Relieve Suffering
I had a good day yesterday. I had a productive writing session and I met a friend for dinner in our favorite restaurant. When she and I hugged good-bye, I was happy. I felt satisfied. I felt like my life was a good place to be – until I got about half way home and I could feel my mind pulling me down. I was in the process of editing a book. What if I did a bad job and the author didn’t like it? I had ordered some new clothes from Amazon. What if I had gained weight and they didn’t fit?
The closer I got to home, the worse it became until I was as unhappy as I had been happy a short time ago. I walked into the house and checked my phone. A politician I had never heard of had sent me a text designed to scare me into donating money to her. If she lost, she said, I would be in grave danger. She alone could make me safe in an unsafe world. No one else could do the job.
I deleted the text and sat there feeling frightened and insecure. Nothing on the outside had changed since I had dinner. What was true an hour ago was still true. But on the inside, I had taken a dive and I was suffering because of what I was telling myself.
I attended a lecture by the late spiritual leader, Baba Ram Dass some years ago. This is the gist of one of the stories he told:
I checked the stock market yesterday and all my numbers were up. I felt wealthy and clever for investing so wisely. I deserved a reward. I loved a particular kind of muffin they sold at a bakery near my house. It was expensive for a muffin but why not get one? Or two? I had plenty of money.
I walked to the bakery feeling happy. I could already taste the treat I was about to give myself. When I stepped inside, the aroma of freshly baked bread filled the air. I headed to the counter but just before I got there, I saw a stack of newspapers to my left. The headline said, “Stock Market Crash.”
My stomach sunk. I was a loser. How could I have invested in something so risky?
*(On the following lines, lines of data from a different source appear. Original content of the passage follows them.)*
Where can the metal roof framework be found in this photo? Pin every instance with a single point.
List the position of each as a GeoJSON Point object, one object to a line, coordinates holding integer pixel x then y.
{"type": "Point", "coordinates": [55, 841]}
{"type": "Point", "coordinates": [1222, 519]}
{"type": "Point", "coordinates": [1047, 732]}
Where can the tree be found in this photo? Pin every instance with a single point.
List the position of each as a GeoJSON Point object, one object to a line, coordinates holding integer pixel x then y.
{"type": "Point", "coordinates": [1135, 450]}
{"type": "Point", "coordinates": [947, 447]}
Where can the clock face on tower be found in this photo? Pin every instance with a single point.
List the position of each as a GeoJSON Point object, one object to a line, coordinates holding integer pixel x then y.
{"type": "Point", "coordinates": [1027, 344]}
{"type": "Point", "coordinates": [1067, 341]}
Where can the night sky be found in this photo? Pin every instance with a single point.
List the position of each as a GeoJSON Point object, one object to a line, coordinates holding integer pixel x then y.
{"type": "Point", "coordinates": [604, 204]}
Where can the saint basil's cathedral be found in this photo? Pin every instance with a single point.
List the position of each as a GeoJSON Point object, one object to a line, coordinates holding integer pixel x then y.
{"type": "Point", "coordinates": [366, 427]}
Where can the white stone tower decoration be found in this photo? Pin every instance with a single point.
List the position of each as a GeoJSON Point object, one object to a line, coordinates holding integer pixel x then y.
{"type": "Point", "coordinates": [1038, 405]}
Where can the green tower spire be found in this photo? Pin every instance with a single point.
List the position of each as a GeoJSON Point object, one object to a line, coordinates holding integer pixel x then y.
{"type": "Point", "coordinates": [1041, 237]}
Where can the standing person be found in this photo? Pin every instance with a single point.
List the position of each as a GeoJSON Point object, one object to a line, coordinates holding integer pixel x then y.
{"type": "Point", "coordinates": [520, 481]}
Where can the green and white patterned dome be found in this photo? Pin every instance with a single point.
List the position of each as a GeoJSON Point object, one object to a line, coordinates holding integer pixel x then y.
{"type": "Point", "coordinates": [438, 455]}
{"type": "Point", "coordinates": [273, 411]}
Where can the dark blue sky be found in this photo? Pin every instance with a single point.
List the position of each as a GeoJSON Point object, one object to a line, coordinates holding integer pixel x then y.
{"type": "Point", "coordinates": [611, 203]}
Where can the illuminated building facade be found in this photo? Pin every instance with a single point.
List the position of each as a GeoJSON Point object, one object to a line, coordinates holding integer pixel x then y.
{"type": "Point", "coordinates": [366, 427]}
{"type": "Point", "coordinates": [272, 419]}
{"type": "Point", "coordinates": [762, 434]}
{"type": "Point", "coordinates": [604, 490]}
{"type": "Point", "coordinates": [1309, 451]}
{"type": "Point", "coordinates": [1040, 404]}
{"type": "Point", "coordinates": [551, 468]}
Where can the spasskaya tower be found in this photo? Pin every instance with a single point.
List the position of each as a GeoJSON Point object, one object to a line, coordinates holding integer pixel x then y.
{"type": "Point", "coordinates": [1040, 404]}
I didn’t deserve a reward. I left the bakery without the muffins. I felt deflated and depressed.
Ram Dass had told himself stories that were both good and bad and neither was true. Someone asked him, “Is this Armageddon and everything is about to end or is this the Age of Aquarius and everything is beginning?”
“I don’t know and I don’t need to know,” he said. “Whichever it is, my work is the same.
Quiet my mind.
Open my heart.
Relive suffering wherever I can. That includes relieving it in myself.”
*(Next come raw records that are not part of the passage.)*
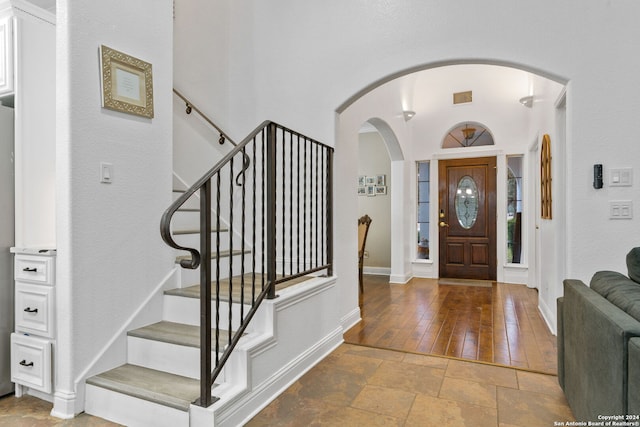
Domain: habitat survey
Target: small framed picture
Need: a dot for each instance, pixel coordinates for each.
(127, 83)
(381, 189)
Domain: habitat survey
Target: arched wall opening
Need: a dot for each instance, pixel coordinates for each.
(427, 90)
(380, 199)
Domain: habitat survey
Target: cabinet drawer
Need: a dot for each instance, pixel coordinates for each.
(31, 362)
(34, 269)
(34, 309)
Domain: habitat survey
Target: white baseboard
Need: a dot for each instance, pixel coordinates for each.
(400, 279)
(350, 319)
(547, 315)
(236, 414)
(377, 271)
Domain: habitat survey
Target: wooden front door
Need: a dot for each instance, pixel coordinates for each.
(467, 218)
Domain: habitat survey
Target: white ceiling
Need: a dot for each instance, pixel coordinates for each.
(49, 5)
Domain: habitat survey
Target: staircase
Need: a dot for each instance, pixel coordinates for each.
(235, 319)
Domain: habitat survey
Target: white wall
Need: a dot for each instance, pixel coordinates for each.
(110, 254)
(300, 74)
(374, 160)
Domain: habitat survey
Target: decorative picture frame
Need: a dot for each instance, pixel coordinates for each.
(127, 83)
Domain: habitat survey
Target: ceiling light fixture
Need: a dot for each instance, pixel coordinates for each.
(408, 115)
(527, 101)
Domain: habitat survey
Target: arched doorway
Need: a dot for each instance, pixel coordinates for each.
(390, 190)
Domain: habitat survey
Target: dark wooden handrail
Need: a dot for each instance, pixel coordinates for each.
(189, 107)
(283, 229)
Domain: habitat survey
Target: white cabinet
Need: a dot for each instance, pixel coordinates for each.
(28, 46)
(31, 362)
(32, 341)
(6, 56)
(34, 309)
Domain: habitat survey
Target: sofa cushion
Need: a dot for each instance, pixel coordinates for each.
(603, 282)
(633, 264)
(627, 298)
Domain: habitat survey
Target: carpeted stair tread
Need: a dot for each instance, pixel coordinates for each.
(159, 387)
(177, 333)
(223, 254)
(194, 291)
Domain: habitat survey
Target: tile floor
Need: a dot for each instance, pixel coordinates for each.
(363, 386)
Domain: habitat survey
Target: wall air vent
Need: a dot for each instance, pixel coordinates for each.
(462, 97)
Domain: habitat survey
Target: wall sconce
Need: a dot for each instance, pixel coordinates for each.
(408, 115)
(527, 101)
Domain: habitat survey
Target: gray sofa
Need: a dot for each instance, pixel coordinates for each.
(598, 344)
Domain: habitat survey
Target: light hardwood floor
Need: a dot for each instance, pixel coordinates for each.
(498, 324)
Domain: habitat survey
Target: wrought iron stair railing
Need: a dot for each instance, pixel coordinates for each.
(273, 192)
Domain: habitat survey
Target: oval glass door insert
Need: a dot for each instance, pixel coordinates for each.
(466, 202)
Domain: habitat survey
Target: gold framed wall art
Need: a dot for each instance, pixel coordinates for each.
(127, 83)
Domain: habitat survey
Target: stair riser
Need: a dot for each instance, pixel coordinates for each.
(131, 411)
(191, 277)
(161, 356)
(187, 310)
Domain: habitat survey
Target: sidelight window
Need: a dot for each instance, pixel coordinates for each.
(423, 209)
(514, 209)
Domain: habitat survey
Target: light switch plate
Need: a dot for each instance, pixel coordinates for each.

If you choose to do the hard work of allowing yourself to stay awake to what’s really going on without trying to push it away, your suffering will ease up. You don’t have to change yourself or anyone else. You can’t. You just need to stay present with it and it will change. That’s the only thing we can be sure of – everything changes whether we want it to or not.
In the Harry Potter books, there is a prison called Azkaban. There are no bars or locked doors. They don’t need them. Wraith-like creatures called Dementors float above the prison, emitting darkness that causes the prisoners so much depression and despair, they are rendered incapable of finding a way out.
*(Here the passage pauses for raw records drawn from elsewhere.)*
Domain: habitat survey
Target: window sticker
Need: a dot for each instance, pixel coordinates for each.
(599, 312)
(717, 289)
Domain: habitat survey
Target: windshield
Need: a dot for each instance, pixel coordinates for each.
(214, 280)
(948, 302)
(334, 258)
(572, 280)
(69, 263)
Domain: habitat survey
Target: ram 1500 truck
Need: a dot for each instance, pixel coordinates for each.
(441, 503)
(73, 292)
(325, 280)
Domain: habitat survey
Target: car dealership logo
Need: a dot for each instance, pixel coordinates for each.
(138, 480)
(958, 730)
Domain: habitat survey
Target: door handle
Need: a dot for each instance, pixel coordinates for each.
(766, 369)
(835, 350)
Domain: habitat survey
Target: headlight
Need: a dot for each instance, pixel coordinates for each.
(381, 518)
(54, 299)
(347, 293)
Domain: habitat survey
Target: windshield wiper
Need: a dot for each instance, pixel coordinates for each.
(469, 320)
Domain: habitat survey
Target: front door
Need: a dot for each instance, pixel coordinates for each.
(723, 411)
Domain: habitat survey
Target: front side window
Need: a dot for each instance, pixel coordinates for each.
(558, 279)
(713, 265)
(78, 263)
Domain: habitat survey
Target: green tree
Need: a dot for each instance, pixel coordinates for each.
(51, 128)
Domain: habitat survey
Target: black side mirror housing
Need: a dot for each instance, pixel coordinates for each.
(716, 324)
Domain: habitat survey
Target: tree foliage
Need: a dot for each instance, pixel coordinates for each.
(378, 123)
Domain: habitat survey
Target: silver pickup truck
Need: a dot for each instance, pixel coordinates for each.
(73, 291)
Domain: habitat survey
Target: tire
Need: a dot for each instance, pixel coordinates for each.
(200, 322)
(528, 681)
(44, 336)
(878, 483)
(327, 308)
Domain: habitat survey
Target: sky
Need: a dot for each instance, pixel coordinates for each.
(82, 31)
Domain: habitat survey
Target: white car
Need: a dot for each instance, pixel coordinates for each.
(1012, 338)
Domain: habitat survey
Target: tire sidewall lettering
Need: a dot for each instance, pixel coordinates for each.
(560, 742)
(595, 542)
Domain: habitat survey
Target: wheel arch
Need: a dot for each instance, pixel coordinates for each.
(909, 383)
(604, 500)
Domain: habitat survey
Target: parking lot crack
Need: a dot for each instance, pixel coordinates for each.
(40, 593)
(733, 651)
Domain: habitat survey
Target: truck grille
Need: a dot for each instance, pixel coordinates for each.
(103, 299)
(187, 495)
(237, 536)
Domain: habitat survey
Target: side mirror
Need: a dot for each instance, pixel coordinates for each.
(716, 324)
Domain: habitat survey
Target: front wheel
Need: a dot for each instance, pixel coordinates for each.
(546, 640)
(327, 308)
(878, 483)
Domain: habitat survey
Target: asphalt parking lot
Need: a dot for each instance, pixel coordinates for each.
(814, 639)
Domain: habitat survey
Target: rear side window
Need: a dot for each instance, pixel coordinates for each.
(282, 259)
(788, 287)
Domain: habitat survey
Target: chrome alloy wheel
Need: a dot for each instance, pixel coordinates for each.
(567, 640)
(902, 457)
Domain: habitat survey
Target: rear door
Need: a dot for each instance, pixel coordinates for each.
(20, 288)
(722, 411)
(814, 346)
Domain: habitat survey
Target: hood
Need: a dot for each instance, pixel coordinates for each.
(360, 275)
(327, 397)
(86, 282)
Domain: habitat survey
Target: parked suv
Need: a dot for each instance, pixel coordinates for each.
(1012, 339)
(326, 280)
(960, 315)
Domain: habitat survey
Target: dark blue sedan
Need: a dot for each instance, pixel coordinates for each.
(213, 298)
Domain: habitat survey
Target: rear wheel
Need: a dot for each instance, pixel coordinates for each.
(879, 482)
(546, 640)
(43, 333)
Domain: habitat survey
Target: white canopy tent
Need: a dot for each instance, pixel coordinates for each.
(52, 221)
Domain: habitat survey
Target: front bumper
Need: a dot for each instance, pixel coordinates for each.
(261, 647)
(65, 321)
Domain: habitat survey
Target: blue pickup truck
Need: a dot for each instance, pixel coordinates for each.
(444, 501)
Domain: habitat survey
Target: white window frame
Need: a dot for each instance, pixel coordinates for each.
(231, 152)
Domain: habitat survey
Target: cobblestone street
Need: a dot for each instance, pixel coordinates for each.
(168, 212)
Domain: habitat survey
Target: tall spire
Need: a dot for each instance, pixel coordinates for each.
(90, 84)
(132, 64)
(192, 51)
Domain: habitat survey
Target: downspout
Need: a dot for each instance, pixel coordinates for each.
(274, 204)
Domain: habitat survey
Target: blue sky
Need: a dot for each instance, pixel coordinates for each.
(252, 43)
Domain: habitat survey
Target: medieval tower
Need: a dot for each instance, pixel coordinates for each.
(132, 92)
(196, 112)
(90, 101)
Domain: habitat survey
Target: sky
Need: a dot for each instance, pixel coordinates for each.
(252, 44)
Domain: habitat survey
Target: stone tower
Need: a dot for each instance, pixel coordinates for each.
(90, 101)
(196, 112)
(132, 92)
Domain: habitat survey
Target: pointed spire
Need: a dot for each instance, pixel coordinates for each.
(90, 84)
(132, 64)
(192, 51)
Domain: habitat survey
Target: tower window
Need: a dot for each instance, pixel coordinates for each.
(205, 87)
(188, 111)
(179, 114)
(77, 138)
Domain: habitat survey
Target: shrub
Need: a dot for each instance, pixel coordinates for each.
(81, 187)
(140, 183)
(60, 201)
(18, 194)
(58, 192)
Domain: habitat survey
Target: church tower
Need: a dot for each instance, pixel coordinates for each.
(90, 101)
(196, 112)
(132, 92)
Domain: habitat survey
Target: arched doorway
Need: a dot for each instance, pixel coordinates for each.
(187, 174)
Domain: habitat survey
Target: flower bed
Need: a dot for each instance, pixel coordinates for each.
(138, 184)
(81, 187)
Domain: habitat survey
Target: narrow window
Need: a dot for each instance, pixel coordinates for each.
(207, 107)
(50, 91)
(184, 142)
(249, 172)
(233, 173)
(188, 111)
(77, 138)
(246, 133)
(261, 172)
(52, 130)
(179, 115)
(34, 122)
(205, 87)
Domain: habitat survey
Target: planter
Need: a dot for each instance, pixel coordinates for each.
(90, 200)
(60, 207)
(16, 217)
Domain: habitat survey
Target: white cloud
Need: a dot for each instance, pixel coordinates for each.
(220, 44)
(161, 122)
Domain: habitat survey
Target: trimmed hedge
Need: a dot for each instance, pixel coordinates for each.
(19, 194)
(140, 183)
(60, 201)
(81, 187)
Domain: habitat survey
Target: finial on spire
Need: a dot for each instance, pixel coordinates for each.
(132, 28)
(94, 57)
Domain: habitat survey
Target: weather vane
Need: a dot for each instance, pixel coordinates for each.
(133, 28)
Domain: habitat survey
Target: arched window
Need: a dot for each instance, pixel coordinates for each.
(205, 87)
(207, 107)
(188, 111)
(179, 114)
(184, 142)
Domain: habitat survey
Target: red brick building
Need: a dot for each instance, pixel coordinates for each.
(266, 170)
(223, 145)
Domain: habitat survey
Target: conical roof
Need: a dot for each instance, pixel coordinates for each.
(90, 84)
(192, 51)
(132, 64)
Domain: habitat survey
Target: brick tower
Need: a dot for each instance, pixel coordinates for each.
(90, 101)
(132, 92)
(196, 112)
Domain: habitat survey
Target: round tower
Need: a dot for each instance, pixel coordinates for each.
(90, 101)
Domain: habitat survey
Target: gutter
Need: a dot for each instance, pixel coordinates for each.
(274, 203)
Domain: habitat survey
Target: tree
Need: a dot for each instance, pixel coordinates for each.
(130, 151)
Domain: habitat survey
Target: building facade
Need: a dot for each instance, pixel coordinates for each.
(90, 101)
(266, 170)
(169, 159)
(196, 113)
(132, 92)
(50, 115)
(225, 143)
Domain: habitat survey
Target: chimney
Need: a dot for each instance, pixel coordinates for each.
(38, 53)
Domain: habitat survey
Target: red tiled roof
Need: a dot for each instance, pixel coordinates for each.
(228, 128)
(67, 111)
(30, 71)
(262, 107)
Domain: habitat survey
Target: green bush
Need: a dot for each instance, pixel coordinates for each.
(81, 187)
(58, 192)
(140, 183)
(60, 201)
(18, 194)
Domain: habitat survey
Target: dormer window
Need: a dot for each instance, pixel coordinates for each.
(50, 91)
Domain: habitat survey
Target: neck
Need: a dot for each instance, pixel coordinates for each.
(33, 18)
If you spend your time trying to fix yourself and trying to change the things you can’t change, your suffering will escalate until you’re a miserable puddle of pain and sorrow. This is what our negative thoughts do to us.
Of the four Noble truths that make up the core of Buddhism, the first is:
There is suffering in the world.
While we can’t change the fact that suffering exists, we can change our reaction to it. If we decide not to feel pain, we’ve also decided not to feel joy. Not to feel anything. Instead, we can give ourselves permission to feel what’s right here, right now. The truth won’t kill us. We don’t need to try and fix what’s broken. That isn’t possible. But we can find a way to relax into what is, and allow life to take its course.
The only way out is in. When we stop feeling superior or inferior, when we actually feel curious about how we are without trying to change ourselves, we have a chance to suffer less. That’s the real reward we can give ourselves. That is the path to inner peace.